As China enters the "Year of the Snake," Singapore stands as a beacon of sound currency in a world gone mad. China's renminbi remains pegged to the US dollar, while even steadfast Switzerland has followed the US, UK, EU, and Japan into an impoverishing strategy of currency debasement. Singapore, alone, has been able to sustain genuine economic growth in the context of a strong national currency.
The Currency Snakes
In most major economies, a corrective recession has become politically unacceptable. In order to conceal negative real economic growth, politicians and their central bankers have resorted to the irresponsible policy of excessive government spending. This is financed by unsustainable borrowing,excessive taxation, and/or currency debasement. The result is the progressive impoverishment of citizens and increasing government intrusions, dressed as 'help' for the needy. This places government in an ever-more dominant position over its citizens, reducing them to subjects.
The Fed's massive QE programs, now virtually unlimited, have been imitated by the stewards of the world's other reserve currencies − and the result has been stagflation.
The EU, the world's largest economy, saw its combined economy shrink by 0.3 percent last year, and it is forecast to fall an additional .3 percent this year. Unemployment is estimated to reach 12.2 percent in 2013. With youth unemployment in Greece at 62 percent and the mighty German economy shrinking by 0.6 percent in Q4 of 2012, Europe is primed for deep recession,possibly even depression.
The UK saw contraction for 3 of 4 quarters of 2012. Though it saw an uptick in Q3, economists are bracing for a "triple dip" recession.
Japan remains stagnant, with 3 quarters of no growth. While growth is forecast to pick up in 2013, this may simply be economists' rosy excitement over the massive stimulus announced by Prime Minister Shinzo Abe. [Read Peter Schiff's analysis of Japan's stimulus shock & awe plan and what it means for the US dollar.]
USA: The King Cobra
Among the major developed economies, only the US shows positive economic growth.

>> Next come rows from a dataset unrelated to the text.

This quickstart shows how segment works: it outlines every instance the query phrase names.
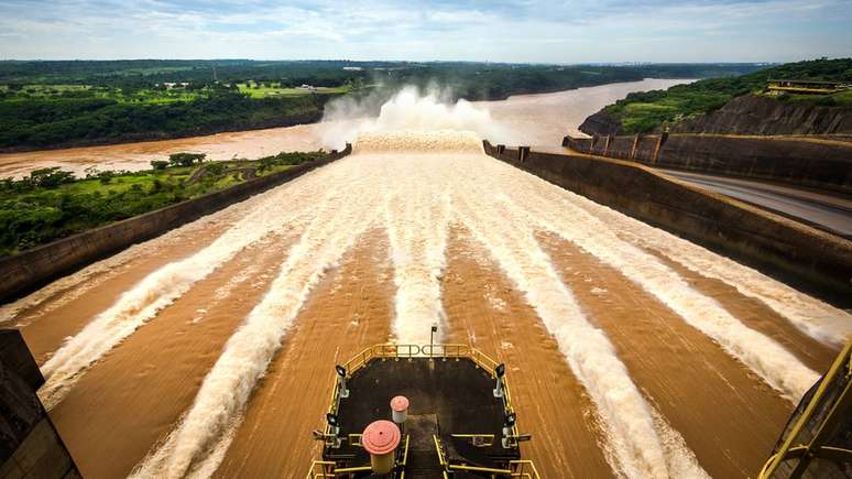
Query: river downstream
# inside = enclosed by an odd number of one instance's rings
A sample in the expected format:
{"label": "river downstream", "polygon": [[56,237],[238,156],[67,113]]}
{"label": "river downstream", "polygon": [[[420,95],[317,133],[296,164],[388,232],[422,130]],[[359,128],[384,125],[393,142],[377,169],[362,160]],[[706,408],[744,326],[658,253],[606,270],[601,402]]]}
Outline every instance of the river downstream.
{"label": "river downstream", "polygon": [[[520,95],[474,105],[488,108],[492,118],[512,133],[505,139],[509,143],[556,145],[565,134],[579,133],[577,127],[586,117],[631,91],[664,89],[685,81],[689,80],[645,79],[555,94]],[[207,153],[214,160],[231,160],[258,159],[282,151],[315,151],[329,149],[324,144],[329,131],[347,128],[348,124],[339,122],[313,123],[175,140],[0,154],[0,177],[21,176],[47,166],[59,166],[77,175],[85,174],[90,166],[99,170],[145,170],[152,160],[163,160],[178,152]]]}

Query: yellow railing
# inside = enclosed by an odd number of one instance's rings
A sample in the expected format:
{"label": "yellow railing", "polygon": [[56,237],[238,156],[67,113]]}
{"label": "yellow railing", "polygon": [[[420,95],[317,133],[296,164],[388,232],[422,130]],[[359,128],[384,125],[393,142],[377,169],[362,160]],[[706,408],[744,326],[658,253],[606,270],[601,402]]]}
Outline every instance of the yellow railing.
{"label": "yellow railing", "polygon": [[[372,359],[400,359],[400,358],[439,358],[439,359],[449,359],[449,358],[467,358],[471,359],[477,366],[482,368],[485,372],[488,372],[492,378],[496,378],[495,369],[498,366],[500,366],[499,362],[496,362],[494,359],[485,355],[484,352],[473,348],[470,345],[458,345],[458,344],[449,344],[449,345],[424,345],[424,346],[417,346],[417,345],[395,345],[395,344],[385,344],[385,345],[374,345],[370,346],[368,348],[364,348],[361,352],[349,359],[347,362],[345,362],[342,366],[346,368],[347,377],[351,377],[352,373],[358,371],[359,369],[367,366],[368,362]],[[505,375],[503,377],[503,395],[504,395],[504,402],[503,407],[506,415],[512,414],[514,412],[512,407],[512,394],[509,389],[509,381],[506,380]],[[328,412],[331,414],[337,414],[338,404],[340,401],[340,390],[338,381],[335,381],[335,385],[331,390],[331,401],[329,403]],[[510,439],[513,437],[517,437],[517,426],[512,427],[512,434],[510,435]],[[326,445],[331,445],[330,442],[334,440],[334,433],[331,432],[331,426],[326,425],[324,436],[326,437]],[[516,443],[512,443],[515,445]]]}
{"label": "yellow railing", "polygon": [[489,447],[494,444],[493,434],[450,434],[458,439],[470,439],[470,444],[477,447]]}
{"label": "yellow railing", "polygon": [[793,426],[789,434],[787,434],[784,444],[763,466],[757,476],[758,479],[771,478],[782,462],[786,460],[799,460],[793,472],[789,475],[789,478],[801,477],[808,468],[809,462],[815,457],[835,457],[842,458],[840,460],[852,460],[852,450],[823,444],[824,436],[839,421],[843,421],[843,414],[845,413],[846,407],[849,407],[849,404],[852,403],[852,382],[848,382],[843,391],[839,392],[833,404],[830,405],[829,411],[820,418],[821,423],[819,424],[816,434],[812,434],[812,436],[809,437],[807,444],[801,443],[801,438],[799,437],[802,429],[810,423],[811,417],[815,417],[815,415],[816,417],[819,417],[818,414],[823,413],[822,411],[817,411],[817,407],[821,404],[823,396],[826,396],[838,374],[841,374],[844,369],[852,371],[852,339],[846,341],[845,347],[822,378],[822,382],[820,382],[819,388],[817,388],[817,391],[813,393],[810,402],[808,402],[805,411],[798,420],[796,420],[796,424]]}
{"label": "yellow railing", "polygon": [[510,473],[511,477],[520,477],[522,479],[542,478],[532,460],[510,460],[509,469],[512,471],[512,473]]}
{"label": "yellow railing", "polygon": [[315,460],[310,464],[310,470],[306,479],[334,478],[335,462],[330,460]]}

But official US inflation figures have been massaged covertly to the downside. Even after deflating GDP growth with the official CPI inflation rate of 1.6 percent, the US economy grew at only 2.2% in 2012.
However, Shadow Government Statistics (SGS), which calculates government figures on a basis consistent with pre-Clinton methodology, shows US inflation running between 5 and 7 percent. Averaging this to an assumed 6 percent, the US economy is shrinking by approximately 3.8 percent. [See more on the true inflation rate from Peter Schiff here.]
The Fed's economic recovery is in fact non-existent!
Meanwhile, SGS estimates US unemployment at 22.9 percent, or some 33 percent higher than the official U-6 figure of 14.7 percent. The number of Americans on food stamps, the politically correct version of soup kitchens, stands now at 47.7 million.
Some role model…
The Wise Owl
Unlike most other developed nations, Singapore pays high salaries to its political leaders − but expects results. In 2011, when Singapore's economy shrank, the salaries of its President and Prime Minister were cut correspondingly, by 51 and 36 percent respectively. I believe this encourages leaders to act in the national interest and eschew graft. For Singaporean politicians, it is 'no gain, no pay.'
The result? Singapore's economy is outperforming. GDP grew by 1.3 percent in 2012, while the Singapore dollar was up 6.5% against the US dollar for the year. Unemployment has actually remained down since the start of the financial crisis, pushing below 2 percent in 2012. This figure would be a pipe dream in the West.
What's more, Singapore remains a creditor nation, with a current account balance that has remained on an uptrend for over two decades.
Clearly, currency devaluation is not a winning strategy, especially for a country with a strong balance sheet.
Bucking The Trend
The monetary doves want all nations to join the currency war. That way, they will share the same disastrous fallout without the risk of comparison. By bucking the trend, Singapore is showing the world that Keynesian stimulus and devaluation is not the true route to economic salvation.
I have no doubt that Singapore's neighbors in the Orient are taking note. If more of them lay down their printing presses and quit the currency war, the US and EU will become increasingly isolated. Neither Western bloc can afford to tighten monetary policy without an outright sovereign debt default.
As recent events unfold at increasing speed and volume, the question of financial catastrophe may not be if, but when.